"… be perfectly joined together in the same mind and in the same judgment" (1 Cor. 1:10).
The church of Corinth, being composed of Gentiles and Jews, had divided itself into separate groups. Instead of thinking as a single body, unified in Christ, they found their identity among those who were most like them. This was a common problem in the early church because of the Jewish/Gentile dynamic and the clash of cultures in the Roman-Greco world.
Those of Jewish background claimed to be followers of Peter, whose Aramaic name was Cephas. The false teachers who had infiltrated the Corinthian church had questioned Paul’s apostolic authority. This probably caused many of the Jewish Christians to align themselves with Peter, who was an apostle to the Jews.
Gentile converts in Corinth, on the other hand, followed Paul, who was the apostle to the Gentiles. Others followed Apollos, who was an Alexandrian Jew and distinguished for literary culture and eloquence. It is likely that the highly educated in the Corinthian congregation aligned themselves with him. As the Judaizers opposed Paul because they thought he was not an apostle, the followers of Apollos did not value him as a profound preacher. Paul was not a rhetorician after the Grecian school nor a philosopher, and in a day when these were in vogue, the apostle would not have been considered a credible speaker.

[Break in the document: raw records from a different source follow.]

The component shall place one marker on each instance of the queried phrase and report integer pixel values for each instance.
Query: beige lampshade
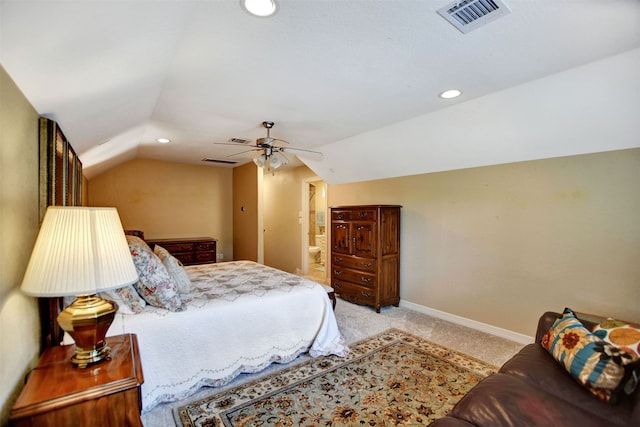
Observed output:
(79, 250)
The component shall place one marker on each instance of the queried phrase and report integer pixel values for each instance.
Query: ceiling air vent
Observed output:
(467, 15)
(226, 162)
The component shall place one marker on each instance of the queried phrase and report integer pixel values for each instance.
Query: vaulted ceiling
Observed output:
(117, 75)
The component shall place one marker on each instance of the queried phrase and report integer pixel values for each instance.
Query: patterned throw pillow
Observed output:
(622, 334)
(175, 268)
(597, 365)
(127, 298)
(155, 284)
(626, 336)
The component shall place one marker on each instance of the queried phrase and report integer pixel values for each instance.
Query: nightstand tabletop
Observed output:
(56, 383)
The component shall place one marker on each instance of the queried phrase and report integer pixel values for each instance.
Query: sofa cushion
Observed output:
(506, 400)
(535, 366)
(597, 365)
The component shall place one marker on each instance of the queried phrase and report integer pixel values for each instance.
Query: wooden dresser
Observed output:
(194, 250)
(102, 395)
(365, 254)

Paul rebukes the church for not being unified in Christ. Some evidently claimed Christ, but likely saw themselves as having a superior relationship to Him. The Corinthian believers, as Christians in all ages who have fallen into divisions, should have followed Christ, not men. “To no other being in the universe do believers stand in the relation which they all sustain to their common Lord,” Hodge wrote. “As, therefore, there is but one Christ, but one redeemer, but one baptism, Christians cannot be divided without violating the bond which binds them to Christ and to one another.
“Is Christ divided? Of course the answer must be in the negative. As Christ is incapable of division, as there can be but one Christ, the church cannot be divided. It is contrary to its nature to be split into hostile parties, just as it is contrary to the nature of a family to be thus divided. As the head is one, so are the members.”
How can the Corinthian situation be compared with divisions in the church today? What are some specific groups in popular Christianity that seem to follow after a man more than Christ? What are some warning signs that a person, or a group, has more allegiance to a man than to Christ? How can you guard against those things?